You get a rough idea - the small square is representing the 9" leg and the long straight edge is used to lay out 56", only it was laid out on the edge of the bench.  The hypotenuse just joins the two together.  The tricky part is getting scotch tape to lay down and behave, and then rolling the rifler carefully back across the upside down tape so that it's transferred.  Sight down the tape the full length and look for fairness - no odd bumps or curves - that will mis-guide the rifling cutter (to which this attaches, remember) as it cuts grooves in the barrel.

The beginning chisel cut made carefully down the length of the sharp edge of the red mark.


Use a 1" chisel and try to keep it honest the whole length.  Subsequent grooves are marked out with a divider and likewise cut.


There are photographs of some of this work being done in the Smoky Mountains in the 1920's.  The photos aren't particularly believable - they're set pieces staged for the purpose by photographers during the period when the park was being instituted and many families were being encouraged to find homes elsewhere - sorta like what happened with the Cherokee I suppose.  The photos show an elderly woman wrapping a hickory split around the worm (which would actually give you a pretty fair curve if the split was straight and smooth) and then carving the groove with a pocket knife, which (if you carved 7 grooves) would be my idea of hell on earth.  

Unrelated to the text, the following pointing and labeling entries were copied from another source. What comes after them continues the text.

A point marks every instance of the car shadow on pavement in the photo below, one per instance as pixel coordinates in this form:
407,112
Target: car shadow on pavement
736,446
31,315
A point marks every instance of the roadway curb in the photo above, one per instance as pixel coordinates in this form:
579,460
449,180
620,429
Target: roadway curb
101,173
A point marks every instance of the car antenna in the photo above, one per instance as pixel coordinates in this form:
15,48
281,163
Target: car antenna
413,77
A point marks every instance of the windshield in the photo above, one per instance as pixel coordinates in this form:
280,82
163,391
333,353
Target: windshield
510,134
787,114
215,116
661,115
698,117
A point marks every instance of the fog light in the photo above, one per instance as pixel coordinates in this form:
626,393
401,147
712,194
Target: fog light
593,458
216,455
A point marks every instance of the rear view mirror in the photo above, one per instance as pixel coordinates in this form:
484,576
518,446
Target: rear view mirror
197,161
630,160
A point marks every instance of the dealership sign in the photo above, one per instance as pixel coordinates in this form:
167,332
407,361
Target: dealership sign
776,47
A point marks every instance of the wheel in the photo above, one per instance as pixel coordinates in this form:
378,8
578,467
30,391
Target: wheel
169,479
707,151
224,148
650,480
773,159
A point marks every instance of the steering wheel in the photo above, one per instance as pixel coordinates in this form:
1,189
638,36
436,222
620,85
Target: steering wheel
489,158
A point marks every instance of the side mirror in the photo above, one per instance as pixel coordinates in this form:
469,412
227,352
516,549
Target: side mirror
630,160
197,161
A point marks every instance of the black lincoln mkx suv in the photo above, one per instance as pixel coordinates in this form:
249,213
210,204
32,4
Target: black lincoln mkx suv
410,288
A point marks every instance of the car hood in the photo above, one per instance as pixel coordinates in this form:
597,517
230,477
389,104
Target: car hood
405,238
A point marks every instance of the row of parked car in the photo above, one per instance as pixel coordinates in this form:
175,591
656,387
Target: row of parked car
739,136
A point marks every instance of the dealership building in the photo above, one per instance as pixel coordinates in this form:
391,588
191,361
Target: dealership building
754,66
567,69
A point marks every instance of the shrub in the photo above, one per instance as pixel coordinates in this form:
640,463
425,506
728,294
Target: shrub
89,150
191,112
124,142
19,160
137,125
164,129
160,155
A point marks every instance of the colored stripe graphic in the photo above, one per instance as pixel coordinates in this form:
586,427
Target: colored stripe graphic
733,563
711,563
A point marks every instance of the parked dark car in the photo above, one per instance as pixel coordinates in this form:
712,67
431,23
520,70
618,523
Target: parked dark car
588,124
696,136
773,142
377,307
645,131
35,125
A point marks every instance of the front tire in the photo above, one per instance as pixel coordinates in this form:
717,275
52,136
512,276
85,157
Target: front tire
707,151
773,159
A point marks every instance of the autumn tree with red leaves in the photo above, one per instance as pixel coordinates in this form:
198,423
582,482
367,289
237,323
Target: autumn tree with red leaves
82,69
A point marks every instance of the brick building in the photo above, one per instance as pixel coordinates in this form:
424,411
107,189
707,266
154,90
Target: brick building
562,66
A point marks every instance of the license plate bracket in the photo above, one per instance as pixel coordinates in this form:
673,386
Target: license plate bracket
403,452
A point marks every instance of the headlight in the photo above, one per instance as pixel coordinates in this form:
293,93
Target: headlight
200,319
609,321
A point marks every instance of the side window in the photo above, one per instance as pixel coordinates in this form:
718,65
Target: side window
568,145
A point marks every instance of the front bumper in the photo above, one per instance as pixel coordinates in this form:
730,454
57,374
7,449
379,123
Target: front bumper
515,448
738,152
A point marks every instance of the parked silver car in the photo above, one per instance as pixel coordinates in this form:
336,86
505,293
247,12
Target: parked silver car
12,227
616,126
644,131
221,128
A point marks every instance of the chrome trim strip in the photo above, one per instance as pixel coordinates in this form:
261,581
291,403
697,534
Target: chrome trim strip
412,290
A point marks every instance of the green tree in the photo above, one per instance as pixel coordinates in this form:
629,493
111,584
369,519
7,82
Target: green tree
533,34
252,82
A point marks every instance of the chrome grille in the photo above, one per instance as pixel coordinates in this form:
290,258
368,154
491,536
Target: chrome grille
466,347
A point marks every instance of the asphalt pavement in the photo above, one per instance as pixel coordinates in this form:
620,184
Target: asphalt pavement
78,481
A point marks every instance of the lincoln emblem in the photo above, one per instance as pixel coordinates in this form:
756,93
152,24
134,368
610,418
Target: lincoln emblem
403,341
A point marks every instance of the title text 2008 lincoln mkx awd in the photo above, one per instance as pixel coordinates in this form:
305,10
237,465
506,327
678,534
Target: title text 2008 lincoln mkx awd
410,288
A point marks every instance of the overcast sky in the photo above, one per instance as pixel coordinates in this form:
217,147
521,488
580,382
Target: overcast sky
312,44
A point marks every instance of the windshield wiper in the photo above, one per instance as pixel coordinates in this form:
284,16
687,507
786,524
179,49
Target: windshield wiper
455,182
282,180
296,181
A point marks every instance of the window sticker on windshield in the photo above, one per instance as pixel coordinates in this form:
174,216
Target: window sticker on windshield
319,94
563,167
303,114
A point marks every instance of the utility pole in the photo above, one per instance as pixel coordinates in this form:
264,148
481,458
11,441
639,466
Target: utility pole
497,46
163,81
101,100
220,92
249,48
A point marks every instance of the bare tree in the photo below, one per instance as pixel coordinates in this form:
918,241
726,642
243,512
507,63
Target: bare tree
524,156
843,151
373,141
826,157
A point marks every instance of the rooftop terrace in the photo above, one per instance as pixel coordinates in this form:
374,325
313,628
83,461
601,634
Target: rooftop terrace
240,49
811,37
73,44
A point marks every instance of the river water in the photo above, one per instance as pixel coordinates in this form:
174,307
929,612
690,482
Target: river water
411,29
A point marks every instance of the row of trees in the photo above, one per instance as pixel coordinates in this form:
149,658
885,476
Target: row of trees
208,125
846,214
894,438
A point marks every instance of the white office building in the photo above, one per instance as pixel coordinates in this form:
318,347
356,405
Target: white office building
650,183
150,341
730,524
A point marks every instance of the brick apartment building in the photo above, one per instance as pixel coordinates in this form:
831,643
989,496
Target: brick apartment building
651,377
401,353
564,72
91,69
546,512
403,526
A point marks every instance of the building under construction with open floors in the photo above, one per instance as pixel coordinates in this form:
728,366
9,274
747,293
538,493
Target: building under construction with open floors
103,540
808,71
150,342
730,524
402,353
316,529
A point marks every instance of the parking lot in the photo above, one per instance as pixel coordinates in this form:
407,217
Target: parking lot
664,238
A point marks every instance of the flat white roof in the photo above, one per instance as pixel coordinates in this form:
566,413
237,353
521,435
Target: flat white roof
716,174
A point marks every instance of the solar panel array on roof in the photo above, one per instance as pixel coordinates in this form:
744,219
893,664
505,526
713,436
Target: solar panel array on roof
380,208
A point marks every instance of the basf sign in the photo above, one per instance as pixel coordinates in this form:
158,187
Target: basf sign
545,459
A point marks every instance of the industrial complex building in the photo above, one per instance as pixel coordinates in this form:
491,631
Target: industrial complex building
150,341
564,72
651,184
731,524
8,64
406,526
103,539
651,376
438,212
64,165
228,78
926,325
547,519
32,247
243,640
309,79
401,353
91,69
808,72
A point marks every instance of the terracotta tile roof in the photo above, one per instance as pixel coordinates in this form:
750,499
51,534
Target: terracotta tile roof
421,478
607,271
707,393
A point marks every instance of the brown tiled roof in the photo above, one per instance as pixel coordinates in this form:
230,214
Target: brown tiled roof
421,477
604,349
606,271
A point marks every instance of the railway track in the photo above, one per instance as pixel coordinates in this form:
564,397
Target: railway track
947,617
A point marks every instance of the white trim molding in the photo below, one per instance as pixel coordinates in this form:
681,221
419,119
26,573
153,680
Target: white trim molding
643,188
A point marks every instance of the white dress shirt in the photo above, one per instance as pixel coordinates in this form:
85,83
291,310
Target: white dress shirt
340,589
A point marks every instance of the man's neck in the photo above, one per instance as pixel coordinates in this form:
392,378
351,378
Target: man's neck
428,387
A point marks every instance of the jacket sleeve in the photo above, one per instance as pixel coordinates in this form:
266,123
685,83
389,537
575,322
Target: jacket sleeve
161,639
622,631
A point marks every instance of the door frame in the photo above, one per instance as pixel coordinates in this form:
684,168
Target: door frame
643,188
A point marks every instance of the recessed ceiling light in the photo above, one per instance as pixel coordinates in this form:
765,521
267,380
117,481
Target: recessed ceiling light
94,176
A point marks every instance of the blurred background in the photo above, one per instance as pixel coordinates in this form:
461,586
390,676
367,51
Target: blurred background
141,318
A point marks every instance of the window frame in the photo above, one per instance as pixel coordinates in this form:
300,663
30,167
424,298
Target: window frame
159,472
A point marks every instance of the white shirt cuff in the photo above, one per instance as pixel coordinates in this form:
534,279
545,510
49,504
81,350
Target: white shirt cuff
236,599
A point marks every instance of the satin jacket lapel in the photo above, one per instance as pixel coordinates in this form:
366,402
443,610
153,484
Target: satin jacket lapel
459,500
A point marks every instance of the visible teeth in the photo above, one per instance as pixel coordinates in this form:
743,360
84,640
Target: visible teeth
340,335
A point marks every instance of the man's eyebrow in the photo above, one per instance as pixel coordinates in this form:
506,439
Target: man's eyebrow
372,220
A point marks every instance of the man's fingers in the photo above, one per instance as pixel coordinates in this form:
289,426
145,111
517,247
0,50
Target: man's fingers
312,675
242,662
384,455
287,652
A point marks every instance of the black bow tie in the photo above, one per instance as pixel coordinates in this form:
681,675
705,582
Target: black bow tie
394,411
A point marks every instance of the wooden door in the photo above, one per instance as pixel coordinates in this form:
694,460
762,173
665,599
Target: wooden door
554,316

She's obviously been splitting a good deal of hickory bottoming chairs - nice straight piece laying in the foreground would make several good wiping sticks (ramrods).  But I really don't think she carved all those grooves with a Barlow knife.  I believe these photos were taken outside to provide better light and more interesting backgrounds.  (Much of the photography of the Smokies was done by WPA photographers working during the Depression, and they already show a society collapsing under the weight of modernity.  We all grumble about the government forcing people off their farms, but truth be told, if the land hadn't become a park it would have all been sold to lumber companies and would today be malls and subdivisions.)


Here you see three rifling machine setups - the one on the left looks to be broken and taken out for the photograph only.  Notice how the two on the left use actual rifle barrels as the rifling "worm" - this is another way to do it - use a barrel to rifle a barrel.  But it's more time consuming to do it this way, and you have to pour a lead slug to ride in the guide barrel, which wears out...the wooden rifling rod on the right is probably better.  It's certainly the technology that was brought from European professional shops to the colonies.  The two machines on the right appear to be complete and functional.


Here it is in actual use.  I think the man in the photo is the investigator who wrote the article - he doesn't look like a mountaineer.  Looks like city people.  But here you see the rifling machine on one end of the long plank "bench", and the barrel being rifled on the right.  Pretty self explanatory.  Very elegant solution to the problem.

Trivia: what two tools were unique to the gunsmithing trade, that were not shared by any other trade?  One was the rifling machine and the other was the "pan drill" or the device that cut the shallow groove in the flintlock pan.